To say that Los Angeles Dodgers utilityman Chris Taylor has struggled they year would be an entirely objective statement. For example, FanGraphs wRC+ metric, providing an indication of a player's offensive value above or below an "average" threshold of 100, has him at 14. That's...extremely bad.
Looking at Taylor within the larger context of the league, though, tends to make the picture somehow worse. There are 339 players with at least 80 plate appearances to their name this year. Taylor's average (.108) is fourth-worst. His on-base is the 11th-lowest. His 40.2 K% trails only Joey Gallo as the league's worst. His ISO (.014) is ahead of only José Abreu, who had already spent some time in Triple-A this year.

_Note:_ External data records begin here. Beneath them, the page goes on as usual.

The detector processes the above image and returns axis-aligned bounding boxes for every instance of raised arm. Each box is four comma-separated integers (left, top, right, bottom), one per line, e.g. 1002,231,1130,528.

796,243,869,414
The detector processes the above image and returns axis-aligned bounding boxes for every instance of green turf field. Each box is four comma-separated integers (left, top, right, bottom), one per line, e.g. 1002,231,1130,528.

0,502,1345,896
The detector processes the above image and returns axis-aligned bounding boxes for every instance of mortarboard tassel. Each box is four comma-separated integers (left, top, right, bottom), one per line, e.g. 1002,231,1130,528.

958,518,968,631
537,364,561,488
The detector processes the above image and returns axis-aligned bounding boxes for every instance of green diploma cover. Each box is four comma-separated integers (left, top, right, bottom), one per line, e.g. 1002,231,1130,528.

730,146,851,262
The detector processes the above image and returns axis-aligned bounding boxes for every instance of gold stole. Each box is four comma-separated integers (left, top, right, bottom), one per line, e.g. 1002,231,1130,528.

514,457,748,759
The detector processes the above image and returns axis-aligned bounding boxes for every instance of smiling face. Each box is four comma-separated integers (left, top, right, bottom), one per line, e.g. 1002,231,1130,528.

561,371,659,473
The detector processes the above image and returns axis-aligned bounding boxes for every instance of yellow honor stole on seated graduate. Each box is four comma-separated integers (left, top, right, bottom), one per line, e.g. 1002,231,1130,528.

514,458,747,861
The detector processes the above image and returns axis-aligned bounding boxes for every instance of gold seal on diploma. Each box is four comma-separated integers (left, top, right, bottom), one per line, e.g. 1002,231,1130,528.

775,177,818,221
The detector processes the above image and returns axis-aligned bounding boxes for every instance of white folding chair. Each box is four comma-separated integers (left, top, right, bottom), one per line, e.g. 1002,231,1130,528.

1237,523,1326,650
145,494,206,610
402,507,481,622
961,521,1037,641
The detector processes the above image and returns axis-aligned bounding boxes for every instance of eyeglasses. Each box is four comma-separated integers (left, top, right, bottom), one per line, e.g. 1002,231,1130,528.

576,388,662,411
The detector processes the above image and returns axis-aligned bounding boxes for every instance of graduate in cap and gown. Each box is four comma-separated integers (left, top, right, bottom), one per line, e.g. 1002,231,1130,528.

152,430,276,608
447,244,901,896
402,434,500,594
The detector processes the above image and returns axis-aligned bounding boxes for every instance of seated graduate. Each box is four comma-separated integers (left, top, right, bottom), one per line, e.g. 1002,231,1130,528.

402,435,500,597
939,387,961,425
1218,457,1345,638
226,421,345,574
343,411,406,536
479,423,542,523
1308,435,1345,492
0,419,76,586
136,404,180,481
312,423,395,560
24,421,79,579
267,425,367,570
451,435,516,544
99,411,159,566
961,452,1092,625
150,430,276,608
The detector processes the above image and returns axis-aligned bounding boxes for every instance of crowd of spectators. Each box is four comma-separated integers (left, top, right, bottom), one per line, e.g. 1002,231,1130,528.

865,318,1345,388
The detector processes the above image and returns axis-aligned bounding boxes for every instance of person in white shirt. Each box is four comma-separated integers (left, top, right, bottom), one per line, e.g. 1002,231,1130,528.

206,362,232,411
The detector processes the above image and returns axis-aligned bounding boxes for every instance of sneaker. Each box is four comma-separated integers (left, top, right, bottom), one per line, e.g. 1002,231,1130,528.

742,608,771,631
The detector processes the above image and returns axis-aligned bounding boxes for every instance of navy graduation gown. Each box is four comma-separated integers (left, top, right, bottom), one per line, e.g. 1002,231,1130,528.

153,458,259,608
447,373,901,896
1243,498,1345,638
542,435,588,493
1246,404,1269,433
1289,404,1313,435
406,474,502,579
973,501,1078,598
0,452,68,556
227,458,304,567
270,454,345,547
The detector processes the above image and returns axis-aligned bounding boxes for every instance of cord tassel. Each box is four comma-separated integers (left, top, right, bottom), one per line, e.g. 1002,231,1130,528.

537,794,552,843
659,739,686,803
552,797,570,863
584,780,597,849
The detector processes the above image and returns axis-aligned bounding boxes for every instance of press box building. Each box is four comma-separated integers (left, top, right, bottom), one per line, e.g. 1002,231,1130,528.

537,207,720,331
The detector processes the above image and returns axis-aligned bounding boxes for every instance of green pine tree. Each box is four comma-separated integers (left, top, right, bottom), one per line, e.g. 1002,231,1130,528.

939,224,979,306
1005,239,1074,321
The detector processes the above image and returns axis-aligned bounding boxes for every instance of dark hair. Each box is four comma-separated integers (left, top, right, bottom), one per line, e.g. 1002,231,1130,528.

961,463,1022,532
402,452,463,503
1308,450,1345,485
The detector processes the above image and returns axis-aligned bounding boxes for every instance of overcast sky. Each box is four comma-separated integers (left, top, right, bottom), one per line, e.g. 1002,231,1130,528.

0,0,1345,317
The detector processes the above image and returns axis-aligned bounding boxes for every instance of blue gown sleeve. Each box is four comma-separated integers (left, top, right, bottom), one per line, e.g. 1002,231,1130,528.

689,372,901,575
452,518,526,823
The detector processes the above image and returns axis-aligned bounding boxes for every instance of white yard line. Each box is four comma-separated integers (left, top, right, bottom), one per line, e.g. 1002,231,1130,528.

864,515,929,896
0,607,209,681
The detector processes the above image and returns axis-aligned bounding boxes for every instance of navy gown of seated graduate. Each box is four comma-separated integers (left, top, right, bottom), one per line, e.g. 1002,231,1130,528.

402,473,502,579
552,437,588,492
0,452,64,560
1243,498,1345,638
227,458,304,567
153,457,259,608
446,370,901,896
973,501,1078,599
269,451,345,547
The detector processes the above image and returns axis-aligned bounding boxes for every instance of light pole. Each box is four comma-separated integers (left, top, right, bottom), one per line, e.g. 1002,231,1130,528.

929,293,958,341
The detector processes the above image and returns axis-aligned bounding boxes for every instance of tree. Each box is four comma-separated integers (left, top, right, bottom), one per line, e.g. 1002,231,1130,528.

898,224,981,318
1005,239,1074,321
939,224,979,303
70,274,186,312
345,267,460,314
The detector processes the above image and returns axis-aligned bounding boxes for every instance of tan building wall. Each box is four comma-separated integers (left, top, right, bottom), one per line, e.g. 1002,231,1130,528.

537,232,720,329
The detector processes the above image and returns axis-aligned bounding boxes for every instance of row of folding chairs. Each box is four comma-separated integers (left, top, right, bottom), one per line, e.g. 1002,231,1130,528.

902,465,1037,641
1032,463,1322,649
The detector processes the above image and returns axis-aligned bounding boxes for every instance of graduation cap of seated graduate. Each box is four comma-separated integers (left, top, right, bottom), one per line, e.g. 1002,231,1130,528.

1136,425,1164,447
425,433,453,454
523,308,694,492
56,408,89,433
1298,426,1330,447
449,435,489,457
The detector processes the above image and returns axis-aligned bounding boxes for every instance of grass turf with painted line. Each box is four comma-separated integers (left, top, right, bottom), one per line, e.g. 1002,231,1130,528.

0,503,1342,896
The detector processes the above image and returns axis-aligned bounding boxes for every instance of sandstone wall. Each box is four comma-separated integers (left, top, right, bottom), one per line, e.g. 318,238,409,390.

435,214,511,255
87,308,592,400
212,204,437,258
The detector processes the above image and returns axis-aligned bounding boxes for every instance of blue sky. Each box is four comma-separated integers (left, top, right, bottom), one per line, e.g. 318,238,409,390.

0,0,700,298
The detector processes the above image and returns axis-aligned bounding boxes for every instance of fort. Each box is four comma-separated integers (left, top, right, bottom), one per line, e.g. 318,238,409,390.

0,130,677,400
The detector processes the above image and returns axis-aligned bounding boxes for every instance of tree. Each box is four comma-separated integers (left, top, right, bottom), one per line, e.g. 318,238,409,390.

Even with two players maintaining a negative wRC+, Taylor still sits as the fourth-worst. In a very general sense, Chris Taylor has been one of the five-or-so worst hitters in all of baseball.
There are some things that Taylor is doing that aren't completely abnormal. He's still walking at a 10.5 percent clip, which is actually above his career average. His contact rate (66.7 percent) is almost identical to last year's, and both are higher than 2022. He's whiffing at a rate reasonably near his career average (16.0 percent). Taylor is also swinging at more fastballs than he has at any point in his career, which is something that generally would indicate some decent contact at least.
You look at some of the underlying stuff and wonder if he's just been unlucky. A BABIP of .200 would seem to indicate that, at least to an extent. But then you look at the contact trends.
Taylor is making hard contact less than 18 percent of the time. His career average sits around 36 percent. His career groundball rate is 36.8 percent. This year, he's at 46.2. He's been increasing pull-heavy each of the last two years, too. None of that bodes well for any level of quality from a production standpoint. Soft, groundball contact to the pull side is irredeemable in the box score. Even a decent walk rate can't compensate.
It's important to note that Taylor is working through swing changes that he made during the winter. Those changes haven't taken in the way that he'd hoped, leaving him to revert largely within a game context. In-between swings doesn't exactly bode for a turn as we prepare to hit the summer stretch.
And then you start to wonder at what point the Dodgers can no longer afford to roster him. They have, after all, given him a backseat to the majority of the position players on the roster. Eleven players have more PAs to their name this year, including somewhat-recently-optioned James Outman.
It is important to consider how much the team values his versatility. Taylor has appeared at six different positions in his Dodger career. But given that Miguel Rojas can move around the infield, Miguel Vargas can bounce to the outfield grass on occasion, and Enrique Hernández is famously versatile, that justification starts to wane.
As much as the Dodgers may want to cling to sentiment and allow Taylor an opportunity to mold his swing back to something useful, justifications are starting to disappear. And if the Dodgers' offensive struggles start to manifest again, they're likely eliminated altogether.